SUPREME COURT OF QUEENSLAND

 

CITATION:

Tarangau Game Fishing Charters Pty Ltd v Eagle Yachts Pty Ltd & Anor [2016] QSC 66 

PARTIES:

TARANGAU GAME FISHING CHARTERS PTY LTD

(plaintiff)

v

EAGLE YACHTS PTY LTD

(first defendant)

BY WINDDOWN, INC

(second defendant)

FILE NO:

BS 9201 of 2010

DIVISION:

Trial

PROCEEDING:

Application

DELIVERED ON:

9 March 2016 (ex tempore)

DELIVERED AT:

Brisbane

HEARING DATE:

JUDGE:

9 March 2016

Atkinson J

ORDERS:

  1. The hearing listed for 14 March 2016 is adjourned to a date to be fixed.
  2. The plaintiff is granted leave to rely upon:
    1. the report of David Lyons dated 4 March 2016; and
    2. the report of William Wright dated 7 March 2016
  3. The second defendant’s expert, Lloyd Griffin, is allowed to inspect the vessel that is the subject of these proceedings (‘vessel’) and to take up to 100 samples of a similar kind to that obtained by the plaintiff’s expert.
  4. The plaintiff must permit and not impede in any way the attendance by Mr Griffin on the vessel and must permit and not impede in any way the taking of samples from the vessel.
  5. The plaintiff is to give at least 2 days’ written notice to the second defendant of the identity of any proposed representative of the plaintiff to be present during the inspection and testing of the vessel by Mr Griffin.
  6. The second defendant is to file and serve any further expert report on or before 22 April 2016.
  7. The matter is to be listed for a directions hearing not before 26 April 2016 and not later than 6 May 2016.
  8. The plaintiff is to pay the costs of the first defendant and second defendant thrown away by the adjournment of the trial.
  9. The parties have liberty to apply.

CATCHWORDS:

PROCEDURE – CIVIL PROCEEDINGS IN STATE AND TERRITORY COURTS – PROCEDURAL ASPECTS OF EVIDENCE – EXPERT REPORTS AND EXPERT EVIDENCE – DISCLOSURE OF REPORTS – where a directions hearing was conducted on Friday 14 March 2016 to ensure the parties were ready for trial – where no suggestion was made at that hearing that any further expert report had or would be sought to be tendered at trial – where after that directions hearing the plaintiff served two further expert reports on the defendants and sought the court’s leave to rely on the reports at trial – whether a just determination of the real issues in dispute between the parties required the admission of the expert reports – whether the trial need be adjourned – whether any further directions were necessary

Uniform Civil Procedure Rules 1999 (Qld), r 5, r 366, r 429, r 429A

COUNSEL:

B D O’Donnell QC for the plaintiff

S Anderson for the first defendant

S E Seefeld for the second defendant

SOLICITORS:

McCullough Robertson Lawyers for the plaintiff

JHK Legal for the first defendant

Norton Rose Fulbright for the second defendant

[1] The Court was convened today to deal with an application filed by the second defendant, filed pursuant to r 366(4) Uniform Civil Procedure Rules 1999 (Qld) (“UCPR”), in circumstances where it had been served with a supplementary report by one of the experts intended to be called by the plaintiff in this matter, David Lyons.  Subsequent to the filing of that application the defendants were served with yet another supplementary report by another expert intended to be called by the plaintiff, William Wright.  Accordingly, the second defendant sought leave to amend the application to refer not only to the expert report of David Lyons, dated 4 March 2016, but also the expert report of William Wright, dated 7 March 2016.

[2] In addition to the orders sought by the second defendant, the plaintiff orally sought leave to rely upon those two reports.  Leave is necessary because under r 429 UCPR a plaintiff intending to rely on a report must disclose the report within 90 days after the close of pleadings, unless the Court otherwise orders.  The plaintiff argued that the supplementary reports complied with r 429A UCPR and were disclosed as soon as possible.  Nevertheless it accepted that it had to apply for leave to rely upon them.  I agree that that leave is necessary. 

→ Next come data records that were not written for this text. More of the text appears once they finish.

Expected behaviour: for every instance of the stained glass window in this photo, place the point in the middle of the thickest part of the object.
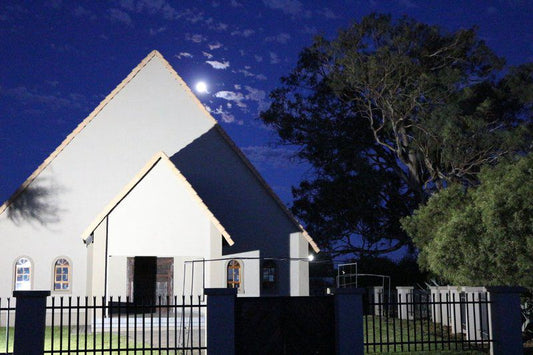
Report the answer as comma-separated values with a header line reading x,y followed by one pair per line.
x,y
23,274
234,274
61,275
268,274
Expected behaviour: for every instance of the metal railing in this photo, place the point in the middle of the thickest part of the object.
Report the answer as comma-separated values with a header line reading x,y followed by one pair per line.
x,y
427,322
7,321
116,325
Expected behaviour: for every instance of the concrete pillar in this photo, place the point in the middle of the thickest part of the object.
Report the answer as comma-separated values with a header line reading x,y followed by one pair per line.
x,y
505,320
376,296
349,321
406,307
221,320
30,319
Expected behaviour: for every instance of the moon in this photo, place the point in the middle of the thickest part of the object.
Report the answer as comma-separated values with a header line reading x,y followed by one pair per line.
x,y
201,87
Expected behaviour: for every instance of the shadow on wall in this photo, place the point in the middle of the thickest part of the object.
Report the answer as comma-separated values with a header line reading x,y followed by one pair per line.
x,y
34,204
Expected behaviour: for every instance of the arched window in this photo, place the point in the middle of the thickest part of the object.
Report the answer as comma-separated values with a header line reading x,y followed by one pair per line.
x,y
62,277
234,274
23,274
268,274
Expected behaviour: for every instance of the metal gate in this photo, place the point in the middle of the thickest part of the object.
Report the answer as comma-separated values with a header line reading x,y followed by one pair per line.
x,y
285,325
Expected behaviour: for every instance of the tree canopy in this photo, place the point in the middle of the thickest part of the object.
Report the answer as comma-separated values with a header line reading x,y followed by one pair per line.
x,y
481,235
387,113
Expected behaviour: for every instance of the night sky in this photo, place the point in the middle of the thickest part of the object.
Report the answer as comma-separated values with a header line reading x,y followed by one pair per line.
x,y
59,59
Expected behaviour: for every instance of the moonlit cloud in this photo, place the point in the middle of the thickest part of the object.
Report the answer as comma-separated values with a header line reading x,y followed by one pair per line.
x,y
236,97
196,37
328,14
245,33
54,101
119,16
258,96
151,7
288,7
274,59
218,65
215,45
277,157
282,38
184,55
154,31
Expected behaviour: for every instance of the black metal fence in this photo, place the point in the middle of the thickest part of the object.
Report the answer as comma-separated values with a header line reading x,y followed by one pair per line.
x,y
90,325
7,317
421,321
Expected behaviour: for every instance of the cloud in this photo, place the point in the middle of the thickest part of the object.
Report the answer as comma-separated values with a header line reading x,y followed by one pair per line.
x,y
196,37
155,31
80,11
278,157
218,65
257,96
245,33
288,7
236,97
151,7
184,55
245,72
328,14
215,45
282,38
274,59
54,101
117,15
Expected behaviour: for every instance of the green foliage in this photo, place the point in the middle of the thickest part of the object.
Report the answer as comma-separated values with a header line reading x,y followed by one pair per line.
x,y
387,113
481,235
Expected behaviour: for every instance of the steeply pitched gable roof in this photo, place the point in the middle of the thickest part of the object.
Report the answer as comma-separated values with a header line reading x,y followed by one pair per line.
x,y
202,109
157,158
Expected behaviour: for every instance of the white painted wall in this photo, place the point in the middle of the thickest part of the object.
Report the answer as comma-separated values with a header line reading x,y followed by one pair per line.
x,y
153,112
299,268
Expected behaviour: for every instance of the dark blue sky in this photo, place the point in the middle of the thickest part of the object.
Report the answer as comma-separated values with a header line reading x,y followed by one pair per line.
x,y
59,59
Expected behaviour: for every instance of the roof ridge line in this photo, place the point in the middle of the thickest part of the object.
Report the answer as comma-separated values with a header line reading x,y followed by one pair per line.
x,y
137,178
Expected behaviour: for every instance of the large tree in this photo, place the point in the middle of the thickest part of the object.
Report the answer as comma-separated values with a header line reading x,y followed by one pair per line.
x,y
388,113
481,235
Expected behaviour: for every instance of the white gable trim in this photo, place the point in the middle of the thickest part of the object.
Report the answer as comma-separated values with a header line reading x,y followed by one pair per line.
x,y
96,111
269,190
140,175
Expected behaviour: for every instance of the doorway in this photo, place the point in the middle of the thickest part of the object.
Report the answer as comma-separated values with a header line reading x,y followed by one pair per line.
x,y
149,279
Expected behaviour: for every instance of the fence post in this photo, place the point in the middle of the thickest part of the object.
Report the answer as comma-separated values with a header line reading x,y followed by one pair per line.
x,y
505,320
405,307
221,320
349,321
30,321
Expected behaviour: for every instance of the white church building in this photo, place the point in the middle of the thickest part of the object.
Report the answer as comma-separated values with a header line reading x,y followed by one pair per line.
x,y
149,197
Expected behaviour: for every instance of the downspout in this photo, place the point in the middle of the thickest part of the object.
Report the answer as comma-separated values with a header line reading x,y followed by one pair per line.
x,y
106,256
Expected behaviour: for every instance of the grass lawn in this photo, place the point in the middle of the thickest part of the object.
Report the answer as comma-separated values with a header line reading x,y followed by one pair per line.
x,y
424,336
61,339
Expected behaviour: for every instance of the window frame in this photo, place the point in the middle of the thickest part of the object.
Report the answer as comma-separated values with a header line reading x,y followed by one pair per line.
x,y
240,273
268,285
14,274
70,273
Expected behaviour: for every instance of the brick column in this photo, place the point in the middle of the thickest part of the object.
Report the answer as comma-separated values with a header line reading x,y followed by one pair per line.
x,y
349,337
221,320
505,320
30,319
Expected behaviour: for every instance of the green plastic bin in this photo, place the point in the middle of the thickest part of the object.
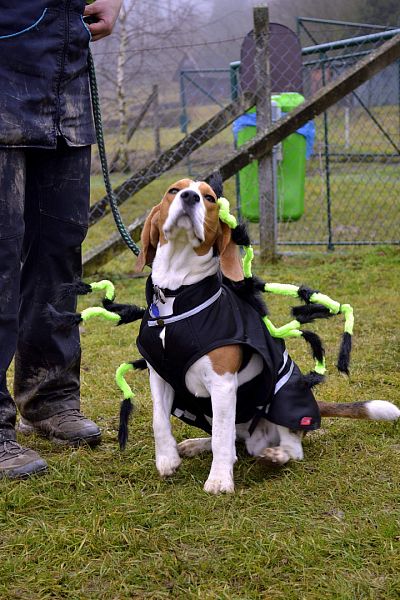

[3] I should set out the circumstances in which these reports came to be disclosed.  The proceedings commenced in 2010.  They have been the subject of extensive directions, including being supervised closely under the supervised case list.  The final pleadings relied upon are the further amended claim and statement of claim, filed on 20 February 2013;  a further amended defence of the first defendant filed on 7 February 2013;  a defence of the second defendant to the further amended statement of claim filed 3 June 2013;  a reply to the further amended defence of the first defendant filed 22 March 2013, and a reply of the plaintiff to the defence of the second defendant to the further amended statement of claim filed 13 August 2013.  That must, therefore, be considered the last date on which it could be said that the pleadings closed.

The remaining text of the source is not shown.